Intent on her work, she barely heard the knocking on the front door, and when it registered she blinked her way out of an explanation of the Pisogue, the Irish wise woman found in most villages in earlier times. Hooking her glasses in the neck of her sweater, she hurried downstairs. When she opened the door, Brenna O'Toole was already walking back to her truck.
'I'm sorry to disturb you,' Brenna began.
'No, you're not.' How could a woman wearing muddy work boots intimidate her? Jude wondered. 'I was in the little room upstairs. I'm glad you stopped by. I didn't thank you properly the other day.'
'Oh, it's not a problem. You were asleep on your feet.' Brenna stepped away from the gate, walked back toward the stoop. 'Are you settling in, then? You have all you need?'
'Yes, thanks.' Jude noticed that the faded cap Brenna squashed down over her hair carried a small winged figure pinned just over the bill. More faeries, Jude thought, and found it fascinating that such an efficient woman would wear one as a charm.
'Ah, would you like to come in, have some tea?'
'That would be lovely, thanks, but I've work.' Still,
Brenna seemed content to linger on the little garden path. 'I only wanted to stop and see if you're finding your way about, or if there's anything you'd be needing. I'm back and forth on the road here a time or two a day.'
'I can't think of anything. Well, actually, I wonder if you can tell me who I contact about getting a telephone jack put into the second bedroom. I'm using it as an office, and I'll need that for my modem.'
'Modem, is it? Your computer?' Now her eyes gleamed with interest. 'My sister Mary Kate has a computer as she's studying programming in school. You'd think she'd discovered the cure for stupidity with the thing, and she won't let me near it.'
'Are you interested in computers?'
'I like knowing how things work, and she's afraid I'll take it apart-which of course I would, for how else can you figure out how a thing works, after all? She has a modem as well, and sends messages to some cousins of ours in New York and friends in Galway. It's a marvel.'
'I suppose it is. And we tend to take it for granted until we can't use it.'
'I can pass your need on to the right party,' Brenna continued. 'They'll have you hooked up sooner or later.' She smiled again. 'Sooner or later's how'tis, but shouldn't be more than a week or so. If it is, I can jury-rig something that'll do you.'
'That's fine. I appreciate it. Oh, and I went into the village yesterday, but the shops were closed by the time I got there. I was hoping to find a bookstore so I could pick up some books on gardening.'
'Books on it.' Brenna pursed her lips. Imagine, she thought, needing to read about planting. 'Well, I don't know where you'd find such a thing in Ardmore, but you could likely find what you're looking for over in Dungarvan or into Waterford City for certain. Still, if you want to know something about your flowers here, you've only to ask my mother. She's a keen gardener, Ma is.'
Brenna glanced over her shoulder at the sound of a car. 'Well, here's Mrs. Duffy and Betsy Clooney come 'round to say welcome. I'll move my lorry out of your street so they can pull in. Mrs. Duffy will have brought cakes,' Brenna added. 'She's famed for them.' She waved cheerfully to the two women in the car. 'Just give a shout down the hill if you've a need for something.'
'Yes, I-' Oh, God, was all Jude could think, don't leave me alone with strangers. But Brenna was hopping back in her truck.

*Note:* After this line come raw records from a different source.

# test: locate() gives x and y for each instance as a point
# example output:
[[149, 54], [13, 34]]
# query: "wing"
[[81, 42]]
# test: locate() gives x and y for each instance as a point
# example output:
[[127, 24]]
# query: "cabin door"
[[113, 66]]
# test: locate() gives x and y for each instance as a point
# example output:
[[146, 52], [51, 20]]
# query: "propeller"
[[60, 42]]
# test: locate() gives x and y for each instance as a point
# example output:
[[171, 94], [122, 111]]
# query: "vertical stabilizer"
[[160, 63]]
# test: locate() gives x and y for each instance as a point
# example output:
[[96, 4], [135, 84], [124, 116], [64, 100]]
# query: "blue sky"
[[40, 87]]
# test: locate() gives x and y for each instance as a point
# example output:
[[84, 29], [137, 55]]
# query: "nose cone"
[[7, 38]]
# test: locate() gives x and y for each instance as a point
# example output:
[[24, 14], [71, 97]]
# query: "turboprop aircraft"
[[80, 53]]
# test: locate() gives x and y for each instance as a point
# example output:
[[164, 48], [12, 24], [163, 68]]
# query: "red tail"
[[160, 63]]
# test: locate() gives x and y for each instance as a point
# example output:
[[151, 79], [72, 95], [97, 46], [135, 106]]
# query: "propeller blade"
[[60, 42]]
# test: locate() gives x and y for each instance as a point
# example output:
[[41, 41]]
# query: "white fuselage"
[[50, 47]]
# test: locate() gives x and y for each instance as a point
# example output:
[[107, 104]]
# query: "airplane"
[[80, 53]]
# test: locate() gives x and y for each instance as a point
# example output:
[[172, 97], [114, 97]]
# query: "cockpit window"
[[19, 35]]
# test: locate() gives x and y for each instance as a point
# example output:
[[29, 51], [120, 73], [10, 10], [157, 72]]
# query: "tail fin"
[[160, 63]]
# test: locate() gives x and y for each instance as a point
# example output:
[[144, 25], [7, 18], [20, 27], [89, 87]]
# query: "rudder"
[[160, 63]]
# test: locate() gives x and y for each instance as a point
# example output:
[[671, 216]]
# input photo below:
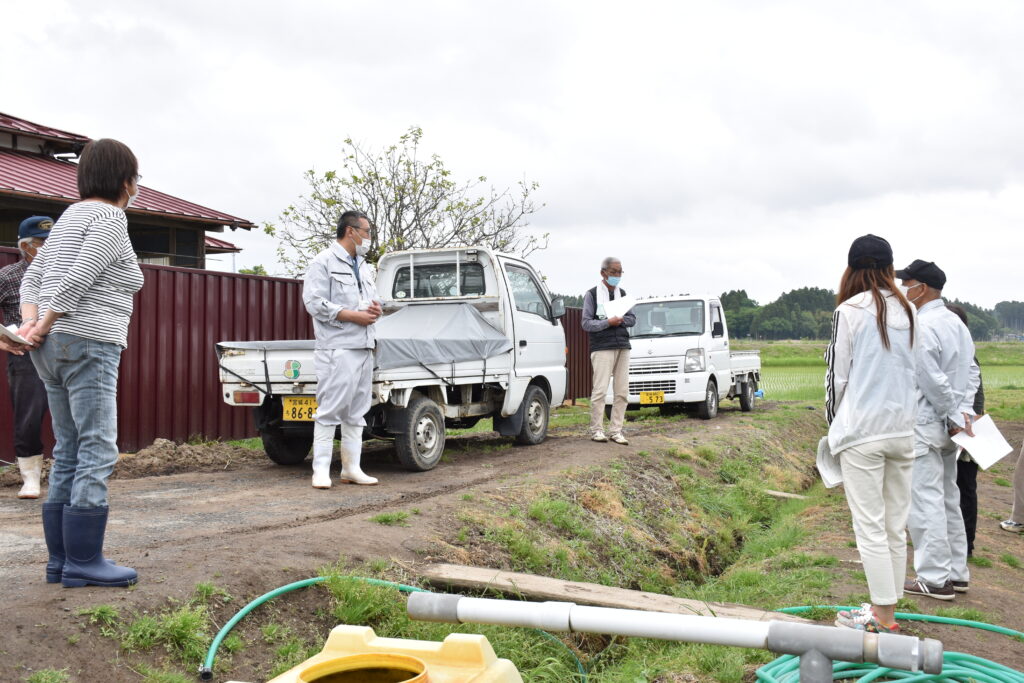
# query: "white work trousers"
[[877, 478], [936, 522], [344, 378], [610, 365]]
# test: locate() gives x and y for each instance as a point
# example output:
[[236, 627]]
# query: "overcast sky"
[[710, 145]]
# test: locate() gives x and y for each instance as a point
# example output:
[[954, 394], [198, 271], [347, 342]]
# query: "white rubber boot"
[[323, 452], [351, 452], [32, 472]]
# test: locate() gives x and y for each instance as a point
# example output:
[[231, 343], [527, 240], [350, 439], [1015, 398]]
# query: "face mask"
[[364, 248]]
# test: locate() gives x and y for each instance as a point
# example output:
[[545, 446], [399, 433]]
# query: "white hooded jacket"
[[870, 391]]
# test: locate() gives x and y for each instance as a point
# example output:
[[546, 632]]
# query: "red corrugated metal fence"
[[578, 361], [168, 386]]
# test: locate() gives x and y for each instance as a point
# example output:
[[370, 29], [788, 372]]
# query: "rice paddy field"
[[796, 370]]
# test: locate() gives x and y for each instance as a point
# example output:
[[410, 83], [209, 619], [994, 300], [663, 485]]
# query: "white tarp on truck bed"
[[415, 335], [436, 333]]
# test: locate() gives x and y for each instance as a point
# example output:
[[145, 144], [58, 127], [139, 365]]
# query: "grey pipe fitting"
[[886, 649]]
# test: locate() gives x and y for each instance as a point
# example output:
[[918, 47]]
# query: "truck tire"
[[537, 412], [708, 409], [747, 394], [420, 444], [287, 446]]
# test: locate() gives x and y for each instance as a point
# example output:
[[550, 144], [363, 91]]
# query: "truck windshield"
[[668, 318], [437, 280]]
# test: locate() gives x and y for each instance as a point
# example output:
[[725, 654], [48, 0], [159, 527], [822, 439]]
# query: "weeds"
[[396, 518]]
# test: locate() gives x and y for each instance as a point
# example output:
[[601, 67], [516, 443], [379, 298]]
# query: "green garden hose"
[[956, 666], [206, 670]]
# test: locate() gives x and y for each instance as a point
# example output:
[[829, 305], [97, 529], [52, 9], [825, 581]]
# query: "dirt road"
[[250, 525]]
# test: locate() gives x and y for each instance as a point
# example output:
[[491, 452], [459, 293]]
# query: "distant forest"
[[806, 313]]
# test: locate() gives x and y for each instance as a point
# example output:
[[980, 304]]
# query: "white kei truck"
[[681, 357], [467, 333]]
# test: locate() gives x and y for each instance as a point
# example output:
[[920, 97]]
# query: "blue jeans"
[[81, 379]]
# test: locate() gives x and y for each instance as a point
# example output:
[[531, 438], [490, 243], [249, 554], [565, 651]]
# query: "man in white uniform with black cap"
[[945, 395], [340, 294]]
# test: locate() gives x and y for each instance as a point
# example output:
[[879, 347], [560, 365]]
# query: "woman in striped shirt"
[[76, 305]]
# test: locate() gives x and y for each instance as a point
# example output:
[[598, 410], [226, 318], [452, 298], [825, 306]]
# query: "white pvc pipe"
[[684, 628], [569, 616]]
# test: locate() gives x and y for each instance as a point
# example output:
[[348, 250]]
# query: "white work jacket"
[[870, 392], [946, 378], [334, 283]]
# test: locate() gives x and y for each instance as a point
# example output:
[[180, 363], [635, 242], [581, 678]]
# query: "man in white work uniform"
[[340, 294], [945, 393]]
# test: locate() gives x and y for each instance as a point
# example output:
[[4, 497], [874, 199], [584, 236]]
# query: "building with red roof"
[[38, 176]]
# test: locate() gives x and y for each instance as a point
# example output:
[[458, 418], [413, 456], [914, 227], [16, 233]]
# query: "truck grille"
[[669, 386], [655, 368]]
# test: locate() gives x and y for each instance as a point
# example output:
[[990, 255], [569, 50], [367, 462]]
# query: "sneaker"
[[863, 620], [919, 587]]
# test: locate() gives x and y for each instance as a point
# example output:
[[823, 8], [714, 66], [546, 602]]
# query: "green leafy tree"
[[1011, 314], [414, 202]]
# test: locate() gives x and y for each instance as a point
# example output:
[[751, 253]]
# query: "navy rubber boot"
[[53, 531], [84, 562]]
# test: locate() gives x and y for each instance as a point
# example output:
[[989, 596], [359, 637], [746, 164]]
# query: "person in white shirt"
[[946, 386], [869, 404], [340, 294]]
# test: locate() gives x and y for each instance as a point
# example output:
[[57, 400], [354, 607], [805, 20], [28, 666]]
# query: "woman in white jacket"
[[870, 404]]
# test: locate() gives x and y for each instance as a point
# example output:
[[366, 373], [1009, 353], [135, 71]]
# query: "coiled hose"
[[956, 666], [206, 670]]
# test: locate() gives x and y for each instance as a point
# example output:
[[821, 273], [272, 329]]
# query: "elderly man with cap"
[[28, 395], [946, 384]]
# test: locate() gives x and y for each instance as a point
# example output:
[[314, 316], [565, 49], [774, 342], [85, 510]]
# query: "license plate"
[[299, 409]]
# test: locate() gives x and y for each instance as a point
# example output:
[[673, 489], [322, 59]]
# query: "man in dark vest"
[[609, 351]]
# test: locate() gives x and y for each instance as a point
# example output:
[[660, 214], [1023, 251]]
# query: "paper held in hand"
[[10, 332], [987, 445], [619, 307]]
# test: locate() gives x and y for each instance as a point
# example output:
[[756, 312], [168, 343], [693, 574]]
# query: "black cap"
[[869, 251], [924, 271]]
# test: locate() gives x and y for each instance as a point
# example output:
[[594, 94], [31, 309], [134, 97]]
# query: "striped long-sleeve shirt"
[[88, 271]]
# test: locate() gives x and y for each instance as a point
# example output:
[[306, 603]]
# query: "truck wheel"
[[747, 395], [421, 442], [287, 446], [535, 418], [708, 409]]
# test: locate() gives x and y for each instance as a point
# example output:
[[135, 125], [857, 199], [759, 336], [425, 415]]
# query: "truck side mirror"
[[557, 308]]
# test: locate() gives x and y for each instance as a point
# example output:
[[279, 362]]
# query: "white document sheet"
[[620, 307], [10, 332], [987, 445]]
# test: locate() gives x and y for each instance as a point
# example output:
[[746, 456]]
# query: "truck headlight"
[[694, 360]]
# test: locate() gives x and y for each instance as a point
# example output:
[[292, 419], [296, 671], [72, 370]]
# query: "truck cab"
[[680, 356]]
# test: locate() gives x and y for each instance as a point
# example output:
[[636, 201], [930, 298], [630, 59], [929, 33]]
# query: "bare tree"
[[414, 204]]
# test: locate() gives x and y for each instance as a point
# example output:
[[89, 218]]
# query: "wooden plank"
[[588, 594]]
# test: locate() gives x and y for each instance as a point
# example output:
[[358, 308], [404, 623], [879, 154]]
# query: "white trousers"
[[877, 479], [936, 521], [610, 365], [344, 382]]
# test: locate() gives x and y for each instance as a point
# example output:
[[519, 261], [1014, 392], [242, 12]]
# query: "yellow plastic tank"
[[355, 654]]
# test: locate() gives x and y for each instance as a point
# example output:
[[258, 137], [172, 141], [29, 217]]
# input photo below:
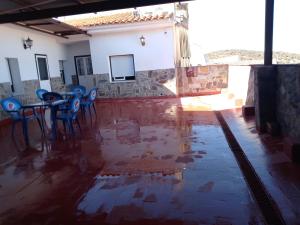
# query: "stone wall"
[[201, 79], [146, 83], [57, 84], [288, 100]]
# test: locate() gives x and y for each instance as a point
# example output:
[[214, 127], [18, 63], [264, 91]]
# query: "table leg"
[[53, 122]]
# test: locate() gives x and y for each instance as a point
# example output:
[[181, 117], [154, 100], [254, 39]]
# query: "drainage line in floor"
[[264, 200]]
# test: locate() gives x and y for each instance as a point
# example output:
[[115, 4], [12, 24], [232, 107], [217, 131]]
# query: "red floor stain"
[[138, 162]]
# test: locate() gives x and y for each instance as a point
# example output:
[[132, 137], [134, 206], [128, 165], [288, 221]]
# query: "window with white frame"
[[122, 67], [42, 66], [83, 65]]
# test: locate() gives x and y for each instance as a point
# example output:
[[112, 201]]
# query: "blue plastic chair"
[[18, 114], [79, 90], [70, 115], [89, 101], [39, 93], [53, 96]]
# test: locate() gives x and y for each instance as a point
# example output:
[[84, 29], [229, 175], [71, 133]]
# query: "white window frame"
[[85, 57], [37, 56], [121, 79]]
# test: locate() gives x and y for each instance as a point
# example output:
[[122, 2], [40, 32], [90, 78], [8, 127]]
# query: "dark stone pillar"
[[269, 19], [265, 96]]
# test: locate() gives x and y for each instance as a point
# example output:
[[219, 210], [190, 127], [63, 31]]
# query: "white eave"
[[115, 28]]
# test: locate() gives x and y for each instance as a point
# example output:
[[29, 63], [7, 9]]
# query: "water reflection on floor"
[[138, 162]]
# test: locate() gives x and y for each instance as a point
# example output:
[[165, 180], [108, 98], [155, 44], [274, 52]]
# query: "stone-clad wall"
[[201, 79], [57, 84], [147, 83], [288, 100]]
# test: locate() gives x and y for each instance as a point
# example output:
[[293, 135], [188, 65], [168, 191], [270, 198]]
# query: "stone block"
[[292, 149], [248, 111], [273, 129]]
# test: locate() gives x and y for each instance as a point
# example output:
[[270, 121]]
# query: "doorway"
[[43, 71]]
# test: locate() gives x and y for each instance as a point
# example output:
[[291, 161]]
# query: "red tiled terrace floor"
[[138, 162]]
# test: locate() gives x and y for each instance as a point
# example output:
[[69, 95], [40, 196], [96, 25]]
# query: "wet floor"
[[137, 162]]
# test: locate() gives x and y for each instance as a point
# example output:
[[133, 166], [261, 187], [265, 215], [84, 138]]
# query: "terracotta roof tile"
[[120, 18]]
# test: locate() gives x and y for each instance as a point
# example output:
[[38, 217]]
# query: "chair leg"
[[25, 132], [78, 124], [40, 125], [65, 129], [89, 108], [82, 112], [94, 108], [71, 126], [13, 128]]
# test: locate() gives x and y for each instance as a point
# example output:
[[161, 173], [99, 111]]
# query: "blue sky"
[[239, 24]]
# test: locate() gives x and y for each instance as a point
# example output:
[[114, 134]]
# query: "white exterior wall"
[[74, 49], [11, 39], [158, 53]]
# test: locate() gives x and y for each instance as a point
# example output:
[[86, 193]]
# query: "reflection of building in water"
[[184, 129], [155, 141], [128, 131]]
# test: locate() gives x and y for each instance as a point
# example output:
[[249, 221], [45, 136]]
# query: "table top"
[[44, 104], [68, 93]]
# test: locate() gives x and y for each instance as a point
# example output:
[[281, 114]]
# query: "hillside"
[[237, 56]]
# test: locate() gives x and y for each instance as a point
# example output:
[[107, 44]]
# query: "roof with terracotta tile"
[[120, 18]]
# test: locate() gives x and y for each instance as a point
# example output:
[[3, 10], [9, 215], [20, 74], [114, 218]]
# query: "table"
[[53, 107], [68, 94]]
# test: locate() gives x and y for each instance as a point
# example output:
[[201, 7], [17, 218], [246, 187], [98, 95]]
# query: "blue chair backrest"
[[75, 105], [12, 106], [39, 93], [79, 90], [51, 96], [93, 94]]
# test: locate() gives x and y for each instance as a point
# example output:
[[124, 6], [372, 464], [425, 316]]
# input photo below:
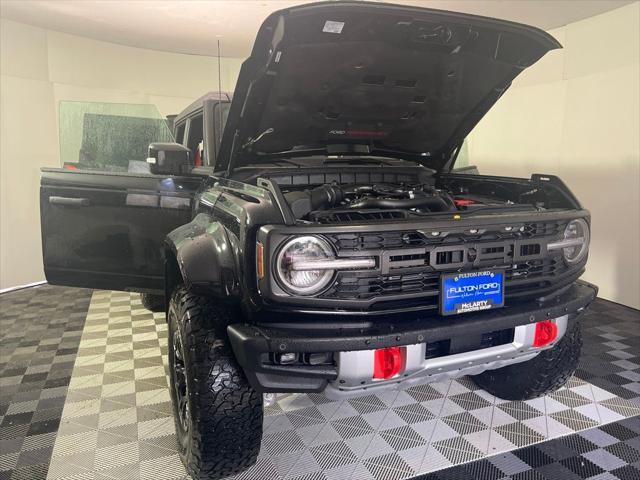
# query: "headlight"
[[295, 262], [575, 244]]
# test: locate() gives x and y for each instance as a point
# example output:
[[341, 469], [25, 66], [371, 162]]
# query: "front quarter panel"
[[206, 256]]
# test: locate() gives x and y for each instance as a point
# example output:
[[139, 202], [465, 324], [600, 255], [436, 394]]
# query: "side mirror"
[[169, 159]]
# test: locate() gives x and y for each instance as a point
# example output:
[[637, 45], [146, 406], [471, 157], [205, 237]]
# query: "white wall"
[[576, 114], [40, 68]]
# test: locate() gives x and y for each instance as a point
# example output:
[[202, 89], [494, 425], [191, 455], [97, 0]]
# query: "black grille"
[[346, 216], [415, 276], [520, 277], [411, 238]]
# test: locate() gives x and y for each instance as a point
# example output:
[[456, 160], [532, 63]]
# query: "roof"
[[197, 104]]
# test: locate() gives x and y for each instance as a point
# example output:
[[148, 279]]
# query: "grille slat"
[[411, 275]]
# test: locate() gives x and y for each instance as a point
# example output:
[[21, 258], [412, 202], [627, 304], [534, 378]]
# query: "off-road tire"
[[155, 303], [224, 413], [545, 373]]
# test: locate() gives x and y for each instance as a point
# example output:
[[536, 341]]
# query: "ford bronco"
[[325, 243]]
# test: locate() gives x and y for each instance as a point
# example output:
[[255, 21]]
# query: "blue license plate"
[[471, 291]]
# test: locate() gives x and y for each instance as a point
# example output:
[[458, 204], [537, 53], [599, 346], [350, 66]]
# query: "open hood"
[[392, 80]]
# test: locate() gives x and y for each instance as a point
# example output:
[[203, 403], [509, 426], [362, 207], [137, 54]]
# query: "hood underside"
[[402, 81]]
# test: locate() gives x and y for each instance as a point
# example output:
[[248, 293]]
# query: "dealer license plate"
[[471, 291]]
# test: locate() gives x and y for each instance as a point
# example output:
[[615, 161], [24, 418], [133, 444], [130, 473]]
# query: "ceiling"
[[193, 26]]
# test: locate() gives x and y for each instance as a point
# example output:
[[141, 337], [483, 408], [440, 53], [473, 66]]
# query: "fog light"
[[286, 358], [546, 332], [388, 362]]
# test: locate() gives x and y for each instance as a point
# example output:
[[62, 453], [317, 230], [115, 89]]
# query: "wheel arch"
[[202, 256]]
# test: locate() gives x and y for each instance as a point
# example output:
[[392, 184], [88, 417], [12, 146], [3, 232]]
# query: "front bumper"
[[353, 342]]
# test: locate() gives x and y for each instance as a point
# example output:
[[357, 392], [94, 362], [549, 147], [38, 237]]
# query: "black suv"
[[326, 244]]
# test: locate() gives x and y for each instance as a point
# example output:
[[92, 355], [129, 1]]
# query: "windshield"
[[109, 136]]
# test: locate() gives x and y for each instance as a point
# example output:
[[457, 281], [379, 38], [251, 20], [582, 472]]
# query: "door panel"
[[106, 230]]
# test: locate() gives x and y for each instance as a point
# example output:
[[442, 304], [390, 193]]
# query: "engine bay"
[[333, 203]]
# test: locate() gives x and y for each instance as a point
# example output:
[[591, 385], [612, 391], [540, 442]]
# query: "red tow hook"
[[388, 362], [546, 332]]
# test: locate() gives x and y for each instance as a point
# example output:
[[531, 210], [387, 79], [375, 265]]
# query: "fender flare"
[[203, 255]]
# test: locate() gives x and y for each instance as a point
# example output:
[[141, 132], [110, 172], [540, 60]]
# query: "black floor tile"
[[36, 328]]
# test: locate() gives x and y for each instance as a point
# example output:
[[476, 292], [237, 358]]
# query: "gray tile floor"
[[117, 419], [40, 330]]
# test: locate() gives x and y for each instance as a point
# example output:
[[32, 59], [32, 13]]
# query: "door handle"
[[69, 201]]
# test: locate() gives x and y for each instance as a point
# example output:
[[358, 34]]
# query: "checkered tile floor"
[[608, 452], [117, 420], [40, 330]]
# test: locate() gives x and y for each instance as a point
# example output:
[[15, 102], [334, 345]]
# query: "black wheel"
[[155, 303], [543, 374], [218, 416]]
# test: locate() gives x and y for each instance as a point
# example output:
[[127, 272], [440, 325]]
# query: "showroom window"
[[111, 137]]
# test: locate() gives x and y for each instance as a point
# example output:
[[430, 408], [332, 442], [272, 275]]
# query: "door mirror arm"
[[170, 159]]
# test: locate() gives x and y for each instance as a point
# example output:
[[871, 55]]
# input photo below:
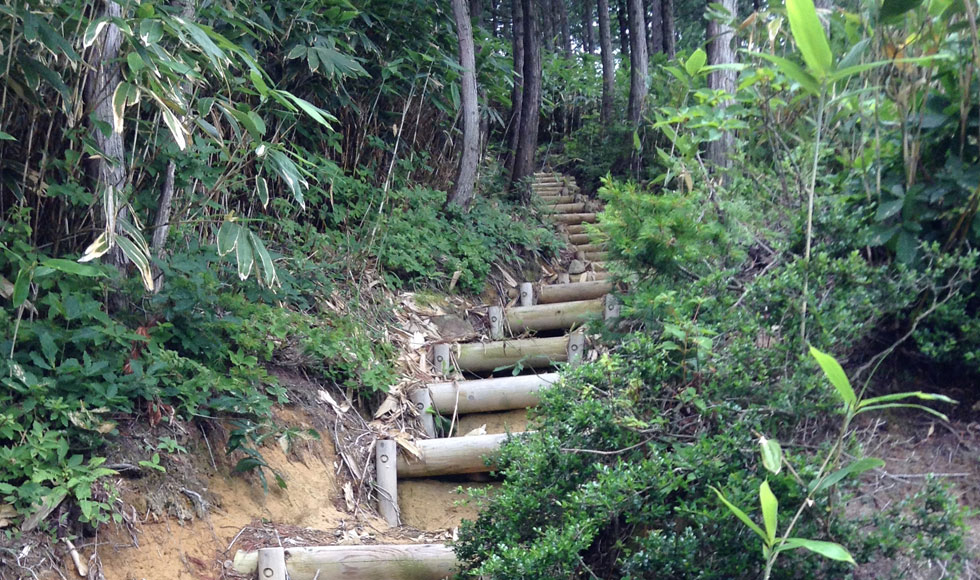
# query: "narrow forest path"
[[478, 398]]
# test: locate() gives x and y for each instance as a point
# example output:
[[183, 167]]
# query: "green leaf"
[[229, 236], [835, 374], [793, 71], [826, 549], [772, 454], [22, 286], [892, 9], [809, 36], [695, 62], [70, 267], [855, 468], [770, 511], [741, 515]]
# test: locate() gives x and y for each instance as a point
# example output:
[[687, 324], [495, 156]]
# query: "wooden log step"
[[552, 316], [530, 352], [452, 456], [486, 395], [574, 218], [551, 293], [568, 207], [580, 238], [366, 562], [556, 199]]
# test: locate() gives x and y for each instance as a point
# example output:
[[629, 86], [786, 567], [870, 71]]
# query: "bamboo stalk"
[[377, 562], [552, 316], [487, 395], [452, 456], [529, 352]]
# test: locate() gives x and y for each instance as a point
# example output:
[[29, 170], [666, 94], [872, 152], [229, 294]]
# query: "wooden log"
[[496, 316], [552, 293], [423, 404], [556, 199], [452, 456], [441, 360], [527, 294], [552, 316], [529, 352], [574, 218], [487, 395], [271, 564], [612, 308], [369, 562], [568, 208], [385, 462]]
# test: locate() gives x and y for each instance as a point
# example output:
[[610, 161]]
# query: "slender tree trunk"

She zipped out with what Jude considered a reckless and dashing disregard for the narrow slot in the hedgerows or the possibility, however remote, of oncoming traffic, then squeezed fender to fender with the car to chat a moment with the new visitors.
Jude stood mentally wringing her hands as the truck bumped away down the road and the car pulled in.
'Good day to you, Miss Murray!' The woman behind the wheel had eyes bright as a robin's and light brown hair that had been beaten into submission. She wore it in a tight helmet of waves under a brutal layer of spray. It glinted like shellack in the sun.
She popped out of the car, ample breasts and hips plugged onto short legs and tiny feet.